Once Again on the Cult and Hagiographic Texts about St. Paraskeve/Petka of Rome in the South-Slavic Middle Ages

  • Summary/Abstract

    The veneration of St Paraskeve/ Petka of Rome became widespread rather early among the Orthodox Slavs on the Balkans, as is clear by a well-known historical record from 1234 (which states that at that time the Life and the Office of this Roman martyr were accessible everywhere in medieval Bulgaria) and by the numerous manuscript copies of the texts dedicated to her. Her Live is preserved in several different versions witnessing both to independent translations from Greek and to attempts to create a free narrative based upon the already existing Slavic texts.

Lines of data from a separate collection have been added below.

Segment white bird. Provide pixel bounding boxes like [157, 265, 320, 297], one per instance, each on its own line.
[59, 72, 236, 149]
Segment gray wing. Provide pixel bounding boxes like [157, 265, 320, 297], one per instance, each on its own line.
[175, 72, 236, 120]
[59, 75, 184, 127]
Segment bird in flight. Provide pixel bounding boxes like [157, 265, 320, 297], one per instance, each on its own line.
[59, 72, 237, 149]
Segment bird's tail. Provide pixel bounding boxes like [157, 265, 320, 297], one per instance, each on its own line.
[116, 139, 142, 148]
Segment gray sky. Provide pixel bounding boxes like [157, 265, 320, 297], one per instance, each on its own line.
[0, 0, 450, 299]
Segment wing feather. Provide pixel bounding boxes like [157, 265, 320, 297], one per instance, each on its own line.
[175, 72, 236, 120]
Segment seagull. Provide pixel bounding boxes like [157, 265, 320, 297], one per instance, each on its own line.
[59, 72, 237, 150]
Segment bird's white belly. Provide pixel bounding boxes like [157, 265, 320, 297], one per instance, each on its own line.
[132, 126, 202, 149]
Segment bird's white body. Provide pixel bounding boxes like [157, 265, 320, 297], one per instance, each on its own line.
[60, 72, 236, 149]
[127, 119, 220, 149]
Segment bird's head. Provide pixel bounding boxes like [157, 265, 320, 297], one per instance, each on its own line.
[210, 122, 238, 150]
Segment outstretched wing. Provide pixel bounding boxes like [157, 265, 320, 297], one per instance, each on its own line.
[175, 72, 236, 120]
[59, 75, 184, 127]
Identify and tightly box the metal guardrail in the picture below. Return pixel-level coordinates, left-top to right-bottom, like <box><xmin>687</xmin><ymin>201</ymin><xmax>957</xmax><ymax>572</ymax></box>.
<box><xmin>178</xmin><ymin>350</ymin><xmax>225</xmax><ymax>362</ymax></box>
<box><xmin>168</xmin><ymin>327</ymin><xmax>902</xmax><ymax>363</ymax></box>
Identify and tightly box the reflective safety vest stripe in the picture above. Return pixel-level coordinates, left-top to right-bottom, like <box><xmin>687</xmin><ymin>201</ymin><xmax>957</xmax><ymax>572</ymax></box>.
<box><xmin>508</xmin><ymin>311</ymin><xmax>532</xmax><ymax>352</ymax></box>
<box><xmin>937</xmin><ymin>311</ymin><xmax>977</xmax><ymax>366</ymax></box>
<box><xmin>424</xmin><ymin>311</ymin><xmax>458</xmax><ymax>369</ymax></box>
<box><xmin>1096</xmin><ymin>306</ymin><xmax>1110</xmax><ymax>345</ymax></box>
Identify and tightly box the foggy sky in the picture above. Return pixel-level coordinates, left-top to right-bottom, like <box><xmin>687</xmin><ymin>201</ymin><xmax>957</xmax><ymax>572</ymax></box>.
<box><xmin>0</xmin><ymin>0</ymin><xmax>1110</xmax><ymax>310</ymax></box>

Furthermore, the literary tradition of St. Paraskeve of Rome, in addition to being interesting in itself, has proved to be important for the Balkan cultural and religious history in at least two other ways: it deeply influences the cult of St Parakeve/Petka of Epibatai (the most popular Balkan woman-saint) and it was fundamental for building-up the popular cult of St Paraskeve/Petka on the Balkans. The article provides an edition of a little-known passion of this Roman martyr made according to the three preserved South-Slavic transcripts of the text (Savina Monastery, MS 29, 1380; Moscow, State Historical Museum, Xludov collection, MS 241, middle of the 15th century; and Plovdiv, National library, MS 101, end of the 16th-beginning of the 17th century).